Polecamy Recenzje Przed premierą Publicystyka Warto zagrać Artykuły PREMIUM
Recenzja gry 19 października 2010, 16:02

autor: Szymon Liebert

Fallout: New Vegas - recenzja gry - Strona 2

Złośliwi mówią, że Fallout: New Vegas to tylko zestaw misji do Fallouta 3. Na szczęście studio Obsidian postanowiło pójść na całość.

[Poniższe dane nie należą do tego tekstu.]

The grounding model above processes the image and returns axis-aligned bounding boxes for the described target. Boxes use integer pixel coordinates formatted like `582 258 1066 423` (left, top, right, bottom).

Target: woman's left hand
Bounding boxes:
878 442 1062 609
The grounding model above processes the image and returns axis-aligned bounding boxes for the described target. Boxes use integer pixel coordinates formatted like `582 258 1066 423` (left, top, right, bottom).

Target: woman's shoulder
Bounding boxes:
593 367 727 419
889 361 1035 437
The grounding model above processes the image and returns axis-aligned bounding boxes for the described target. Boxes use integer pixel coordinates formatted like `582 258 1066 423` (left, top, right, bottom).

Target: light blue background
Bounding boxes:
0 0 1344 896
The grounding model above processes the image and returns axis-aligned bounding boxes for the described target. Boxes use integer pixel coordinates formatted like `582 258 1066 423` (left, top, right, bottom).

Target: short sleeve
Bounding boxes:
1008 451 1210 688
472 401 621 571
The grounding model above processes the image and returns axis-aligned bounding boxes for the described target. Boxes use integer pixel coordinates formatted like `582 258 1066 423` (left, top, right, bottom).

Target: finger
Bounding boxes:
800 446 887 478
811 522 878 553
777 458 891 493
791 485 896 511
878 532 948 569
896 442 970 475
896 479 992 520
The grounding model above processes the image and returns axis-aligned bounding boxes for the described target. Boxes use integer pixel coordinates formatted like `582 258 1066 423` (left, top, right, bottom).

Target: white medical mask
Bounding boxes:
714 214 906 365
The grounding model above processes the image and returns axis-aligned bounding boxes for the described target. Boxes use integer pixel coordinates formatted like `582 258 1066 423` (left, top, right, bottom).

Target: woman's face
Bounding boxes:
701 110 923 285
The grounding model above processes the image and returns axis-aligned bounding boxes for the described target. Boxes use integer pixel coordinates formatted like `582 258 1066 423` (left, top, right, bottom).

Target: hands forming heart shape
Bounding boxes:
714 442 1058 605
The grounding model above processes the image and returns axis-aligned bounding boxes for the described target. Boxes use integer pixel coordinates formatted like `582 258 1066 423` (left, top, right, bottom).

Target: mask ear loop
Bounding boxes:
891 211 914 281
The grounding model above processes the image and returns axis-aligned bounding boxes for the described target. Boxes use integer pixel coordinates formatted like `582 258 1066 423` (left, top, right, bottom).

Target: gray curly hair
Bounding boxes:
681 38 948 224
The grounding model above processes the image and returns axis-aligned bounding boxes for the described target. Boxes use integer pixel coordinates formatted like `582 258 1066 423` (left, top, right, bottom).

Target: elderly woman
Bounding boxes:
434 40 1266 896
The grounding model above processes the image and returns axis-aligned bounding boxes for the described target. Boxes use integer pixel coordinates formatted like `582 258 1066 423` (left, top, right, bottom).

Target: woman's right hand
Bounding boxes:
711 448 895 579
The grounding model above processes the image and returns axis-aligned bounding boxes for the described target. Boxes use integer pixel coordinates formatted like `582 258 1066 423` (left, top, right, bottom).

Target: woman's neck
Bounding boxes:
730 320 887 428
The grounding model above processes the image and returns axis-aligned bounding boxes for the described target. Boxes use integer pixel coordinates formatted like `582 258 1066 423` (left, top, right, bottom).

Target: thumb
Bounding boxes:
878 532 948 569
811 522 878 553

Fallout: New Vegas podąża ścieżką wytyczoną przez poprzednią część. W grze skupiamy się więc na eksploracji terenu, walce z radioaktywnymi przedstawicielami fauny i flory oraz na prowadzeniu dialogów z tubylcami. Podobnie jak w „trójce” zadania zostały podzielone na ważne i poboczne. W tym drugim przypadku chodzi o proste i krótkie zlecenia (np. naprawa radia), które nie trafiają nawet do Pip-Boya. Pierwszy typ questów to rozbudowane i wielowątkowe scenariusze, w których prawie zawsze możemy mocno namieszać i szukać różnych rozwiązań. Wielu zmian technicznych tutaj nie uświadczymy – w dalszym ciągu jesteśmy proszeni o zbadanie sytuacji w pobliskiej placówce, uporanie się z bandytami, odszukanie naszego oprawcy czy przekonanie kogoś do współpracy. Jest w czym wybierać.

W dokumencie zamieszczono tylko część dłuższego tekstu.